In a work environment, it can be difficult to cope with the symptoms. At work, most people tend to put their best foot forward and those with this illness strive to do the same. When they are at work and are experiencing such severe and sudden changes in their moods and symptoms, it may become too overwhelming to cope with both the stress of their work duties, the overall environment (feelings of discomfort and lack of support), and the changes they are currently experiencing within themselves. With all of this happening at once, this can very easily create a recipe for disaster, causing the individual to leave or skip work , quit, and/or even result in a termination of employment. When bipolar individuals start repeating the patterns of quitting or being terminated from a job, it may be a good idea to create or turn to a safety net such as SSI, SSDI, or other sources of income/support if possible.
- Is Bipolar Disorder a disability according to Social Security?
- Social Security Disability: SSI For Bipolar Disorder
It is crucial for those who struggle with bipolar disorder to be properly medicated, keep regular doctor appointments, and to ultimately be stable before setting out to work. It is also true though that there are many successful bipolar individuals who can go to work daily and experience minimal issues. This article may not apply to everyone as each person with this illness experiences symptoms at different severities.
Some factors that could increase the chances for them to succeed in their work environment would be:
- The type of job. Something not too stressful and/or something they enjoy doing.
- The job setting or the environment.
- Having an understanding employer.
- The amount of hours or the shifts.
- Successful, while on-the-job coping skills.
- Seeing a therapist and psychiatrist often.
- Stabilized moods – Having the correct and working medications.
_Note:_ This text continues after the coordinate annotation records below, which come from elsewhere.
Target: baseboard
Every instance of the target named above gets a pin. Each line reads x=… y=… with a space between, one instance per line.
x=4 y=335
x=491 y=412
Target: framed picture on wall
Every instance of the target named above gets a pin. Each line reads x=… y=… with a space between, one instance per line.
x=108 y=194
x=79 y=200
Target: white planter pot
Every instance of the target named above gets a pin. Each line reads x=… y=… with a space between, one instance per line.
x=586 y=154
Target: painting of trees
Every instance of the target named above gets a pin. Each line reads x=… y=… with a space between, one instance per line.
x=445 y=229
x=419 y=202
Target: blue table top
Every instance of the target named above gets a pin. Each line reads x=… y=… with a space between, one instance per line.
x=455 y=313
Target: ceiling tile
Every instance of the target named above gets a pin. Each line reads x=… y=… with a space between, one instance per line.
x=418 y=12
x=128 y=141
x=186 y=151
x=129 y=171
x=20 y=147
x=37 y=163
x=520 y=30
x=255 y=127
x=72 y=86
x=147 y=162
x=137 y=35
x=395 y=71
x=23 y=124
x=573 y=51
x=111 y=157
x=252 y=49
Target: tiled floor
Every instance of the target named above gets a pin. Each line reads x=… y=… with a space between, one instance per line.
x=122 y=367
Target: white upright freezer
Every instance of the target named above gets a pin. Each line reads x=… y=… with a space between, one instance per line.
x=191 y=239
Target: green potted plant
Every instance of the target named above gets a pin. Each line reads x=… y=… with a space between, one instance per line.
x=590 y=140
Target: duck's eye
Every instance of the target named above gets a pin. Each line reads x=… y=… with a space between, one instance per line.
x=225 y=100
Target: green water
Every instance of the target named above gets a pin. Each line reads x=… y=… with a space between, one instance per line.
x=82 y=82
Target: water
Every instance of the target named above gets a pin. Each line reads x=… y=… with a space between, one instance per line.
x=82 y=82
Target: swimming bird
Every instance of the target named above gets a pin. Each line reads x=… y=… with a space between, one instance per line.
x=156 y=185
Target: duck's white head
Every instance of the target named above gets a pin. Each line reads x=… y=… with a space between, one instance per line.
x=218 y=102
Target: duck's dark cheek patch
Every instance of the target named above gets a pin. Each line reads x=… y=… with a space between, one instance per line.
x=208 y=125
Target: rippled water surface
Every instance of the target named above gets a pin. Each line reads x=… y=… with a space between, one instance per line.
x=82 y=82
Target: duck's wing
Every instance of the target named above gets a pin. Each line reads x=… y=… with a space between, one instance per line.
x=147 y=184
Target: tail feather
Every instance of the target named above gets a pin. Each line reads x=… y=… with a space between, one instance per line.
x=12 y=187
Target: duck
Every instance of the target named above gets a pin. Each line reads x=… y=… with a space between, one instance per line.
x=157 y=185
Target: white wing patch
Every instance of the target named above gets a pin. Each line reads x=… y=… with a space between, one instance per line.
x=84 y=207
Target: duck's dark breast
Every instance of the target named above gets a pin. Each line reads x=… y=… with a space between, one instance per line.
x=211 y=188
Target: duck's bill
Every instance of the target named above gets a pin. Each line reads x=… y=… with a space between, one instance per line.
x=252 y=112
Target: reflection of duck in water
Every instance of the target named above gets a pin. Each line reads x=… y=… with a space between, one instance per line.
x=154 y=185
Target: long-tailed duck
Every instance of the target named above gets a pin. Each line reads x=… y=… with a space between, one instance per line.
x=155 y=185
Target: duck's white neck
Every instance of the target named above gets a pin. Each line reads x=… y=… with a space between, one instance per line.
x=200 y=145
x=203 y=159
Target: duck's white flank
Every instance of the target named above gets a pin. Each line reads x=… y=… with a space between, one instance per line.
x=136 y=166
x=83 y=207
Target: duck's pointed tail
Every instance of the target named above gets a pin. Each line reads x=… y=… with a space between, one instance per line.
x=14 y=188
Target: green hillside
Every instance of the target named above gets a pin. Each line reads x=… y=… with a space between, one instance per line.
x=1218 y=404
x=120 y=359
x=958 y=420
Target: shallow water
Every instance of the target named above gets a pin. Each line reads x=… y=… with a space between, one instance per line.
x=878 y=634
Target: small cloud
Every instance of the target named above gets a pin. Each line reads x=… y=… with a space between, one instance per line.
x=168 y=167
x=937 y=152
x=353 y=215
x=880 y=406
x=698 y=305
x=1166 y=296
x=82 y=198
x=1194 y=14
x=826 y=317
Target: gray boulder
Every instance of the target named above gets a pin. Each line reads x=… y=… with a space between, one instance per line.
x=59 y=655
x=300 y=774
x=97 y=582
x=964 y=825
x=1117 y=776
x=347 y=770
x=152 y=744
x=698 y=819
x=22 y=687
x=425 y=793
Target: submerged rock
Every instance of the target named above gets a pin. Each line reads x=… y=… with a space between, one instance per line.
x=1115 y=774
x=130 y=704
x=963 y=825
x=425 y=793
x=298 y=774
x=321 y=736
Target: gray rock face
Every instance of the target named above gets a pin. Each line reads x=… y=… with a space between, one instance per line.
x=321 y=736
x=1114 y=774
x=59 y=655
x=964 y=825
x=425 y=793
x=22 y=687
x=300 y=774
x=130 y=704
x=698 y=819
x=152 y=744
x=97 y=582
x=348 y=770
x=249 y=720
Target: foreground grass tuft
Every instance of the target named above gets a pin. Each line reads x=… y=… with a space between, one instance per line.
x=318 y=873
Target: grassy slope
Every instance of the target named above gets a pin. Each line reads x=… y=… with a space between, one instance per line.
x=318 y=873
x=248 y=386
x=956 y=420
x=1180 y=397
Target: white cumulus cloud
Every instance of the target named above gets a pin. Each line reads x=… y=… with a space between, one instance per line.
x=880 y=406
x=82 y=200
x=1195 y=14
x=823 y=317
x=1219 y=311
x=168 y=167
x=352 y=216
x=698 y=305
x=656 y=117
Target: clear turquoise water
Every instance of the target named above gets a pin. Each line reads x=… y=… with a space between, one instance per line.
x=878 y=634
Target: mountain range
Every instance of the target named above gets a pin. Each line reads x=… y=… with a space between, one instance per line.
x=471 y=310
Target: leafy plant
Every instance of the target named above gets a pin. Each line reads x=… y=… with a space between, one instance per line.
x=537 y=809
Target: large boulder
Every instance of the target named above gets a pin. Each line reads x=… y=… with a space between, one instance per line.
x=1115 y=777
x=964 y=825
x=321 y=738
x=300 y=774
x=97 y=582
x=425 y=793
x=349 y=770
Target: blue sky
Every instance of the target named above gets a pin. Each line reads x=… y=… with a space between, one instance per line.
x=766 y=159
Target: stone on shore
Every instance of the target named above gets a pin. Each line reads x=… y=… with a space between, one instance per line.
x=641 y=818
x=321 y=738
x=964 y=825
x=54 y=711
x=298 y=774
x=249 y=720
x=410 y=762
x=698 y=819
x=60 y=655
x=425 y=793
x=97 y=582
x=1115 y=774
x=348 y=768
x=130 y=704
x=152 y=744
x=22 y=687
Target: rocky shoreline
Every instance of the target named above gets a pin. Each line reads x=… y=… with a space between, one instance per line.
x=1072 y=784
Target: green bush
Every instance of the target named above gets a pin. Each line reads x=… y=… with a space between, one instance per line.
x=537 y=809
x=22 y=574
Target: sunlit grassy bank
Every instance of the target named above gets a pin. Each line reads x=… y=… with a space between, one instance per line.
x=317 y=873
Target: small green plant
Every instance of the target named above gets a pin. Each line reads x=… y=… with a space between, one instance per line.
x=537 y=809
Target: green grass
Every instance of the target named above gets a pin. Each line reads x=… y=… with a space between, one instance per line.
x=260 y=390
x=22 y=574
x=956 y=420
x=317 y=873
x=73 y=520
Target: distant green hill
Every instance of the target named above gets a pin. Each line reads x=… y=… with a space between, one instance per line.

Those who are familiar with bipolar disorder know that stress is often a huge trigger for bipolar mood swings and working is often a stressful event, but even more so for those with bipolar disorder.
So, what’s the deal?
The deal is that people with mental illness and bipolar disorder deserve a little more understanding and support. It’s not that they don’t want to work or because they are lazy, it’s because of an illness that greatly and ultimately affects their daily lives. It can become very frustrating and stressful for the bipolar individual not being able to work when they really want it. It can affect their self-esteem and feelings of their worth. Working is definitely an obstacle for some bipolar individuals, but there is always hope and there are always more tries and options. Never give up and don’t be afraid to seek support such as a trusted therapist or counselor to help you achieve your goals because it can be possible.